Lines in winter
Black flakes of birds, wind driven, tossed
from tree to tree across a bleak sky.
Winter stubble fields sullen and empty
tramlines of pale stalks in dark mud
even the weeds seem to have given up
attempting a foothold in this cultivated desert
The news is full of dismal stuff
Wars and plagues, immigration and austerity
and as if all that wasn’t enough
Politicians shuffling through piles of dead words
And I keep thinking of Brecht’s line
that it is almost a crime
to speak of trees for it is
a kind of silence about injustice
You think we have no reason
to write of anything beyond
personal experience, introspection,
intricacies of words and emotion
because no one will put us in prison
when our words offend?
But what is the purpose of poets
if not to focus the mind’s
attention where it is needed most;
to sing like canaries in dark mines
in the space between heartbeats?
And this skinny little man
with an impish grin and unruly hair
this twenty first century Voltaire
with his tongue and his pen,
who dares to use them to question
and to oppose oppression
and every beat of the cane
draws a line of fire across his back
“he made no sound” the witness said
“but you could see he was in pain”
and each stroke of the lash opens
another throat to sing. Becomes
one thousand strokes of one thousand pens;
lines of pale stalks that remain
defiant and upright after snow and storms,
gleaming against the dark of the earth
©2015 A de Grandis
Raif Badawi is one of us, a blogger and part of our community – he is a writer and activist who co-founded the website “Free Saudi Liberals”. In 95% of the world he’d be doing what the rest of us do, leading his life, going to the day job, happily expressing his thoughts and opinions on his blog but not in Saudi Arabia.

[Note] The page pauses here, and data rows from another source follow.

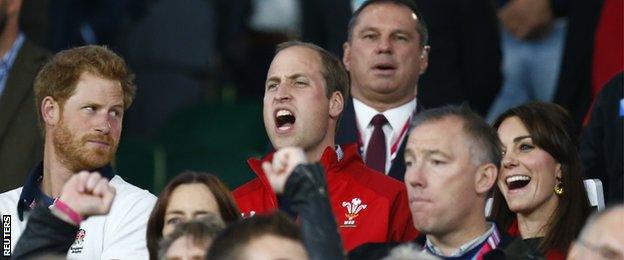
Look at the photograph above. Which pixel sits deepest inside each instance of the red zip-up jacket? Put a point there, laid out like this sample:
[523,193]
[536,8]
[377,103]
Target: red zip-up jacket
[368,206]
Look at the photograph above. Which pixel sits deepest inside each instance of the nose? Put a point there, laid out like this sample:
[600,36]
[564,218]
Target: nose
[414,176]
[283,93]
[509,161]
[384,45]
[104,124]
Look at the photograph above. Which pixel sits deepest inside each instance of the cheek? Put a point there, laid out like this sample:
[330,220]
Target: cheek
[167,229]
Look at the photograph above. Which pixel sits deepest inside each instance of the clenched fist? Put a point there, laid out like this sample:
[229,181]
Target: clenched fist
[87,194]
[284,162]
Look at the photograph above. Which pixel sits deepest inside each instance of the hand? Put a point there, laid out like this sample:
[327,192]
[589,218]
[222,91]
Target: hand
[284,162]
[88,194]
[527,19]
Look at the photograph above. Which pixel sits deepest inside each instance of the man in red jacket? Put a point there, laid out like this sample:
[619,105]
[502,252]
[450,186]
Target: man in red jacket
[304,97]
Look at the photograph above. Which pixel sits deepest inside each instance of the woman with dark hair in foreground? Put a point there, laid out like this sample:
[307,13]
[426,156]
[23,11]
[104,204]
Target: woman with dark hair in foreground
[540,197]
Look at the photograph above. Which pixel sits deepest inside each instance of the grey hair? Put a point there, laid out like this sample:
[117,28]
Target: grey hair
[485,147]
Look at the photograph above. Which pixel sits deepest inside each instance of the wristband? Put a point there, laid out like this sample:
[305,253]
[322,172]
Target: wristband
[73,215]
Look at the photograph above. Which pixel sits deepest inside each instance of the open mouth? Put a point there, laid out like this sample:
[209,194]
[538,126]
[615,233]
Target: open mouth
[284,119]
[517,181]
[385,67]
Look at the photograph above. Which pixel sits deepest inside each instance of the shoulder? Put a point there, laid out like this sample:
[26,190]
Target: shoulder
[128,194]
[372,250]
[374,181]
[249,189]
[9,199]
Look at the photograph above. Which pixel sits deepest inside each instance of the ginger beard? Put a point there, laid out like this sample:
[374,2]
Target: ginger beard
[74,152]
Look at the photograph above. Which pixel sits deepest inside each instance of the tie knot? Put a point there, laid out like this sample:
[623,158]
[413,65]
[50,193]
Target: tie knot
[379,120]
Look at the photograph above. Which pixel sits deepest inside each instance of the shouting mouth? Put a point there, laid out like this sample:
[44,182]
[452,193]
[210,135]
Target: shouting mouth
[284,120]
[517,182]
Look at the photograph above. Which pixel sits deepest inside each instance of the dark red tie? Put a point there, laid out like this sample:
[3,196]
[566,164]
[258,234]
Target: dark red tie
[376,150]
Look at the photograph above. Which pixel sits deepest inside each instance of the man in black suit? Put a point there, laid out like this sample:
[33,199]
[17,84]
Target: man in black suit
[385,54]
[21,143]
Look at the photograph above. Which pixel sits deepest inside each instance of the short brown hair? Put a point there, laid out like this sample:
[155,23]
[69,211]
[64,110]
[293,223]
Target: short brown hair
[421,27]
[234,239]
[58,77]
[334,73]
[227,206]
[552,129]
[200,231]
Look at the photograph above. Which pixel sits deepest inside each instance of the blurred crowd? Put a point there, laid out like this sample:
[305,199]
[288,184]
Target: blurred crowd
[348,129]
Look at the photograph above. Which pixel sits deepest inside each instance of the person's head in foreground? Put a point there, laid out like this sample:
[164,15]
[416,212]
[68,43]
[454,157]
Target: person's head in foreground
[602,236]
[81,95]
[540,185]
[191,240]
[188,196]
[260,237]
[452,159]
[304,97]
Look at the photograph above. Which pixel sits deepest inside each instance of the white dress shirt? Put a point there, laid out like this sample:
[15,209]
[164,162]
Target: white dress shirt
[398,118]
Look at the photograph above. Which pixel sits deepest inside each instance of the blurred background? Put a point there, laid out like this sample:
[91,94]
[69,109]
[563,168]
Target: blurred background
[200,65]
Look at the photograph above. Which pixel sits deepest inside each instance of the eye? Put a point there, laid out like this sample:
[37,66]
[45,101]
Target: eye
[114,113]
[271,86]
[369,36]
[525,147]
[173,221]
[408,163]
[401,38]
[436,162]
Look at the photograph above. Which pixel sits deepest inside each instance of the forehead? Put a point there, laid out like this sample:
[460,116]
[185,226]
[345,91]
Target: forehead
[93,88]
[511,128]
[445,135]
[295,60]
[387,16]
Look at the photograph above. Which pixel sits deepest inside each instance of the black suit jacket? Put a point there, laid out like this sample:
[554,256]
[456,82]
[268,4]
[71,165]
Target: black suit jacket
[465,58]
[574,88]
[21,142]
[348,133]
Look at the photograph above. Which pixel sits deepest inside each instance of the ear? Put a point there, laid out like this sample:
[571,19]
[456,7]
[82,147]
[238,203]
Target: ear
[485,178]
[336,104]
[346,56]
[558,171]
[13,7]
[50,111]
[424,59]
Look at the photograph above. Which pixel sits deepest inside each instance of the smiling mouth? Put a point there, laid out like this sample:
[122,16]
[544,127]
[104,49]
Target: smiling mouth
[517,181]
[284,119]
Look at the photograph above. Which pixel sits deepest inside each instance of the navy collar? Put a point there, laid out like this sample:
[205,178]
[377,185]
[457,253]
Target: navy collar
[32,193]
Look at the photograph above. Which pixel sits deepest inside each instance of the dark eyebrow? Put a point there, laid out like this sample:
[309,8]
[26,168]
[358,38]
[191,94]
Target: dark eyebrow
[296,75]
[436,151]
[519,138]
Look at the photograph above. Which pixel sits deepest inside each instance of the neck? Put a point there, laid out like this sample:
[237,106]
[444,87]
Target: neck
[449,243]
[381,102]
[535,223]
[8,36]
[55,174]
[315,155]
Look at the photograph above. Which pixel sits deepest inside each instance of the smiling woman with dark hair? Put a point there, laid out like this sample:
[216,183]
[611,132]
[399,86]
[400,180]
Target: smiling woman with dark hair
[189,195]
[540,195]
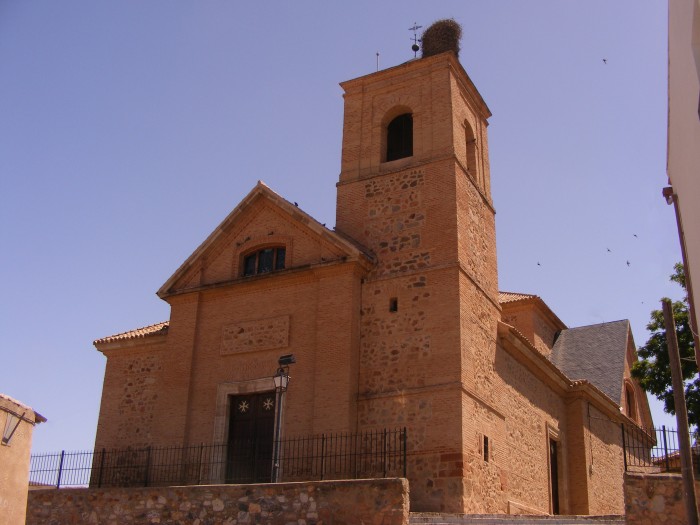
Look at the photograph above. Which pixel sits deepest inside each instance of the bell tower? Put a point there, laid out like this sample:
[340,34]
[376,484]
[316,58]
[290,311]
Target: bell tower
[414,188]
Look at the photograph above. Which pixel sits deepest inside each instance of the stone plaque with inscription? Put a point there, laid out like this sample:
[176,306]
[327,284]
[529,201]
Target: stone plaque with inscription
[261,334]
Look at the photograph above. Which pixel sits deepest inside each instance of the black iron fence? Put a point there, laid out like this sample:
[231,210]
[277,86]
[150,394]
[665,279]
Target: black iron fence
[655,449]
[373,454]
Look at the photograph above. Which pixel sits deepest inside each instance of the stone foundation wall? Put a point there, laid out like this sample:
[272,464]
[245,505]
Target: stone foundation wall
[655,499]
[382,501]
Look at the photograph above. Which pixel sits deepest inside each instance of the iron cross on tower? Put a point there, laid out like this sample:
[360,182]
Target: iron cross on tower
[415,45]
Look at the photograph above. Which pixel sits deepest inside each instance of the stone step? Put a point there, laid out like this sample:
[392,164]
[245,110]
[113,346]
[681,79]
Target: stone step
[429,518]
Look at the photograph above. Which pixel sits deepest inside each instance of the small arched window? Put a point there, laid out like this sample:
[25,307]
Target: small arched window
[264,261]
[630,402]
[399,137]
[470,141]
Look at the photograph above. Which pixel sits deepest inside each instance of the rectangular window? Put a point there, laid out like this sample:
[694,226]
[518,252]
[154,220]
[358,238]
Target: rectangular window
[279,261]
[249,265]
[266,260]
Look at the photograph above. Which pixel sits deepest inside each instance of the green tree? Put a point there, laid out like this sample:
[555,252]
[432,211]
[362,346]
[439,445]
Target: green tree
[653,372]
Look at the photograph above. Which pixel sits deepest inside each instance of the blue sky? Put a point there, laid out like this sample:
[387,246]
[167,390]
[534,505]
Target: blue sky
[130,129]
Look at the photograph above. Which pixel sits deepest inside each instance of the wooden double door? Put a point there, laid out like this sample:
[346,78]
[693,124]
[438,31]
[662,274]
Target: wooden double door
[251,438]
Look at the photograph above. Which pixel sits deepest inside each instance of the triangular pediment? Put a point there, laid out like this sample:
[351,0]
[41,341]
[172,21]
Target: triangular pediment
[261,220]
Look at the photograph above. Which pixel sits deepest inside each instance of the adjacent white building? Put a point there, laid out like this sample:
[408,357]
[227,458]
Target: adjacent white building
[683,161]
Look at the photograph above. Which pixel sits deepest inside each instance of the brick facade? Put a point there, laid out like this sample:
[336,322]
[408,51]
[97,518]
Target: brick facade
[394,318]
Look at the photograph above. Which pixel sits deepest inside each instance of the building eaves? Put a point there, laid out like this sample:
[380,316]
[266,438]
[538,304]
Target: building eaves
[138,333]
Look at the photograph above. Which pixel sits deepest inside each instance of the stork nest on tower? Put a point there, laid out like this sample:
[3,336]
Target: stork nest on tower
[442,36]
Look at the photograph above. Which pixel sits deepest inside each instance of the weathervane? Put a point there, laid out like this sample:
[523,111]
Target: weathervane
[415,45]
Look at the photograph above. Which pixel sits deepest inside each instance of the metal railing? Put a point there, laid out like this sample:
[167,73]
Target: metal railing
[655,449]
[371,454]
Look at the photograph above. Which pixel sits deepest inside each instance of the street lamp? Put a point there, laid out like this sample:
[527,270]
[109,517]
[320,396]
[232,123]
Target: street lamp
[281,380]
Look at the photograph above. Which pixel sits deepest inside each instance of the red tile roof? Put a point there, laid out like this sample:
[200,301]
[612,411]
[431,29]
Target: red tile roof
[510,297]
[146,331]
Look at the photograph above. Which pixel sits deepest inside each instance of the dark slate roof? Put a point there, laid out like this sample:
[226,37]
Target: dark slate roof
[596,353]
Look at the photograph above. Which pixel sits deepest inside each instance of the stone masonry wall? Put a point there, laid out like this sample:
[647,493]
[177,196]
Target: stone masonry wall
[655,499]
[382,501]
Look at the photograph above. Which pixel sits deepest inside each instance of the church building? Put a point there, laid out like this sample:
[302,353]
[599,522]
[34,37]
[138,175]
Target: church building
[395,320]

In May 2012 shortly before his arrest he addressed the nature of Liberalism on his blog
“For me, liberalism simply means, live and let live. This is a splendid slogan. However, the nature of liberalism – particularly the Saudi version – needs to be clarified. It is even more important to sketch the features and parameters of liberalism, to which the other faction, controlling and claiming exclusive monopoly of the truth, is so hostile that they are driven to discredit it without discussion or fully understanding what the word actually means. They have succeeded in planting hostility to liberalism in the minds of the public and turning people against it, lest the carpet be pulled out from under their feet. But their hold over people’s minds and society shall vanish like dust carried off in the wind.”
His final thought quoted Albert Camus: “The only way to deal with an unfree world is to become so absolutely free that your very existence is an act of rebellion.”
More of his writing can be found at
On January 9, Raif Badawi was taken from his prison cell to a public square outside the al-Jafali mosque in Jeddah, Saudi Arabia, where he was subjected to the first fifty of the sentence of one thousand lashes.
Days later, his lawyer Waleed Abu al-Khair’s prison sentence was extended to fifteen years
Then, on January 16, Badawi’s next 50 lashes were postponed because his injuries from the first round were too harsh to withstand additional flogging. They are scheduled to resume this week. The Saudi Authorities will resume their torture once he has healed enough to withstand the next fifty lashes.
The crime that prompted this appalling punishment is that he ran a website called, with dreadful irony, Free Saudi Liberals. On this he discussed and advocated secularism, and mocked the cruel absurdities of the Saudi religious authorities, who denounce astrologers for peddling nonsense but themselves have people executed for ‘sorcery’. He does not advocate violence and what he says would be taken as self-evident truth outside the closed, medieval and fearful world that is Saudi Arabia.
I’d urge all bloggers to take up Raif Badawi’s cause if to do no more than sign the petition that Amnesty International have organised to stop his further flogging
We must not forget that we enjoy our freedom to blog and to express our opinions because in our countries in the past there were individuals like Raif Badawi, writers and thinkers who dared to speak out against oppression and injustice. I believe we owe him our support and our voices, which is what prompted me to write the poem. I’m happy for it to be shared and used to help his cause.